A febre da porcelana

Livro do escritor e ceramista Edmund de Waal desvenda a história do material pelo qual ele é apaixonado

Livro Edmund de Waal O livro, lançado no Brasil pela editora Intrínseca.

O livro, lançado no Brasil pela editora Intrínseca. (Divulgação/Edmund de Waal)

Mais livros, menos streaming: essa é uma das minhas resoluções para o ano novo. E posso dizer que comecei 2018 com o pé direito e toda de branco, muito bem acompanhada por O Caminho da Porcelana (Intrínseca, 69,90 reais), do escritor e ceramista britânico Edmund de Waal. O subtítulo do livro – A Jornada de uma Obsessão – explica em parte o desafio que o autor se propôs e encarou: visitar três lugares onde a porcelana foi inventada e reinventada – Jingzedhen, na China, Dresden, na Alemanha, e a Cornuália, na Inglaterra. Locais que ele chama de “meus três morros brancos”.

Edmund de Waal O ceramista e escritor Edmund de Waal.

O ceramista e escritor Edmund de Waal. (Divulgação/Edmund de Waal)

Uma mistura equilibrada de caolim e petuntsé, dois minerais que precisam ser extraídos, refinados, misturados na proporção certa e queimados em alta temperatura, a porcelana nasceu na China, que, durante séculos, deteve o segredo da fabricação. Outras artes estavam envolvidas no processo (modelar, esmaltar, pintar) e, em tudo isso, os chineses saíram na frente. É só em 1706, em Dresden, nos domínios de Augusto II, o Forte, príncipe-eleitor da Saxônia, que a inusitada dupla formada por um matemático (Tschirnhaus) e um alquimista frustrado e lunático (Böttger) descobre a fórmula para produzir o “ouro branco”. Augusto, um colecionador obcecado por porcelana, que importava grandes lotes de vasos, potes, taças e pratos da China, havia aprisionado Böttger e colocado os dois para trabalharem juntos com esse objetivo. Em carta para um amigo, o imperador admite ter “a doença da porcelana” e que “é impossível se sentir saciado”. Ele sente um desejo sem fim de acumular objetos feitos do material. A febre contagiou outros monarcas da Europa. Edmund de Waal nos conta que a rainha Maria da Inglaterra contratou o arquiteto Daniel Marot, dono de um estilo maximalista, para criar “salas de porcelana” nos palácios de Hampton Court e Kensington. Ele espalhou potes por todos os lados. Será que nasceu aí a moda de pendurar pratos na parede?

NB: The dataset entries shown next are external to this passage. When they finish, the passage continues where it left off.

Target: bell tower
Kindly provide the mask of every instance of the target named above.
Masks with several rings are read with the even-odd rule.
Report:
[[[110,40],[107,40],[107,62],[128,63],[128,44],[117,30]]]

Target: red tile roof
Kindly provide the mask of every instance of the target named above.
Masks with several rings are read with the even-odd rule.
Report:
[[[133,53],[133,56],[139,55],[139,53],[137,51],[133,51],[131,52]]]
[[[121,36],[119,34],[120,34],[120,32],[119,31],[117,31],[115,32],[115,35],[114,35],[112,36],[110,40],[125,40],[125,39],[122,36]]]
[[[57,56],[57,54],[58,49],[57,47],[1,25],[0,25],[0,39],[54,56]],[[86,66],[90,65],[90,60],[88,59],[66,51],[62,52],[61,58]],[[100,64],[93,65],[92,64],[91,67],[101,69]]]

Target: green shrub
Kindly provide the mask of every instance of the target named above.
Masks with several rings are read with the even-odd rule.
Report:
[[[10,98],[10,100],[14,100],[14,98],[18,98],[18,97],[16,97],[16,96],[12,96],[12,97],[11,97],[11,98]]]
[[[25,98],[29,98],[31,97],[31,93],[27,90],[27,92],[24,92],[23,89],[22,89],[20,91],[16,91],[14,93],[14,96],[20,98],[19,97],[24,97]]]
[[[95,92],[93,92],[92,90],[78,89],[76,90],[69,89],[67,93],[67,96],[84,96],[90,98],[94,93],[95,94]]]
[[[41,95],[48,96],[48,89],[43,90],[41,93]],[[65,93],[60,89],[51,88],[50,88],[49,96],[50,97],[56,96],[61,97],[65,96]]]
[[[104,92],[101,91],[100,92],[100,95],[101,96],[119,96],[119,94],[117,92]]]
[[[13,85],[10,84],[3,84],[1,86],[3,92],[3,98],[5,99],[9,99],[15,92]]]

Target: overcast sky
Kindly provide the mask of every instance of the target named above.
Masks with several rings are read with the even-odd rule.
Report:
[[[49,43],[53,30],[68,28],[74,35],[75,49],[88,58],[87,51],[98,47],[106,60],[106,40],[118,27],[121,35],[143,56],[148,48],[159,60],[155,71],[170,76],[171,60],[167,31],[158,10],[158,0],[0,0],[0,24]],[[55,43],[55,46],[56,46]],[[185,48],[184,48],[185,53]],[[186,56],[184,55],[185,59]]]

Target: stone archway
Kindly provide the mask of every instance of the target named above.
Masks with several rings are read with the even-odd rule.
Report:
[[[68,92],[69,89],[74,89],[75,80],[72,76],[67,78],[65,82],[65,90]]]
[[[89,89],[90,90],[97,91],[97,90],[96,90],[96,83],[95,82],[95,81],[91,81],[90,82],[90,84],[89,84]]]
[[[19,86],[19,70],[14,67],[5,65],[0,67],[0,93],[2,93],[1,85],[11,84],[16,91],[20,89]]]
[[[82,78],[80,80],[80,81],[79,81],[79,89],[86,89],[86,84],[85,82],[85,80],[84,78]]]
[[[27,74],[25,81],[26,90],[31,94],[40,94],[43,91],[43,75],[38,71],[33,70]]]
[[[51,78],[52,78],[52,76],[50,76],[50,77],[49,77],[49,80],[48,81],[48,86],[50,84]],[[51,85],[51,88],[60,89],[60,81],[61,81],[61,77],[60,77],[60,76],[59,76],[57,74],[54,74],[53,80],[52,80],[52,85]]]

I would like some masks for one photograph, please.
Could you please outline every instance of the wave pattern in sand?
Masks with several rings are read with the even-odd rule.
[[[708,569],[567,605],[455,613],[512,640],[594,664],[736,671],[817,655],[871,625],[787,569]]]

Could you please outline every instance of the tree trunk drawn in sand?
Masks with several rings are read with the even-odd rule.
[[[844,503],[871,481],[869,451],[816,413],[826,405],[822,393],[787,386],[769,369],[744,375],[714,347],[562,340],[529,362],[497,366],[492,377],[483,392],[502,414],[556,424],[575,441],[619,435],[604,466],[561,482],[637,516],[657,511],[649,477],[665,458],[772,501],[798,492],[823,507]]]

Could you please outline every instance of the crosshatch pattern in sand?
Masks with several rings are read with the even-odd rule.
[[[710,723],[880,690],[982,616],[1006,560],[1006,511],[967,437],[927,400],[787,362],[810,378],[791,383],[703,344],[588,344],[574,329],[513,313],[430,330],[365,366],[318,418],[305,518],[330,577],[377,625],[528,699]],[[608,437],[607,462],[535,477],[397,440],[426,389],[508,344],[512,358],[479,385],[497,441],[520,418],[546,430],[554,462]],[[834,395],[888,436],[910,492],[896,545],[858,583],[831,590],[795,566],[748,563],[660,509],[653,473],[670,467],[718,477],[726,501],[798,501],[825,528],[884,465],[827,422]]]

O autor é ele mesmo um colecionador. Em sua jornada, recolhe cacos, compra potes, vasos e azulejos. Às vezes, pelo valor histórico das peças, às vezes, para analisar a composição, o jeito de modelar e o colorido. “Formar conjuntos é um jeito de controlar o mundo”, ele afirma. E também de lidar com a nossa finitude. Minimalista assumido, o escritor está em busca da brancura ideal.

Mostra de Edmund de Waal Estante de potes brancos na mostra Atemwende, realizada na Gagosian Gallery de Nova York em 2013.

Estante de potes brancos na mostra Atemwende, realizada na Gagosian Gallery de Nova York em 2013. (Divulgação/Edmund de Waal)

Em meio à narrativa histórica (resultado de uma extensa pesquisa) e de viajante, sempre escrita em parágrafos curtos, Edmund de Waal insere sua história pessoal como ceramista. Ele fala de seus primeiros utilitários, feitos com a pretensão de mudar a vida dos usuários, “não apenas fazer com que se sentissem bem ao despejar o leite de manhã ou ao pegar geleia do pote para passar na torrada, mas torná-los pessoas melhores”. Ele admite: sua produção dessa época não agradava ninguém e vendia pouco. Quando, pela primeira vez, moldou potes “sem ansiedade”, ou seja, sem a pressão de vender as peças ou de cair no gosto de um perfil imaginário de comprador, ele conseguiu vender a fornada inteira numa tacada só.

Um dia, na montagem de uma exposição numa pequena galeria de Londres, o ceramista criou prateleiras altas para colocar suas peças, como se elas estivessem num sótão inalcançável. Foi um turning point. “Agora eu fazia Instalações. Eu adejava com emoção perto da Arquitetura”.

E são algumas das instalações do autor que eu mostro nesta galeria de fotos. Se você, como eu ou Edmund de Waal, é um apaixonado por objetos e suas formas de expor, fica a sugestão para ler O Caminho da Porcelana. Ou seu livro anterior, A Lebre com Olhos de Âmbar, em que ele conta a história de sua família seguindo os rastros de uma pequena coleção de miniaturas japonesas.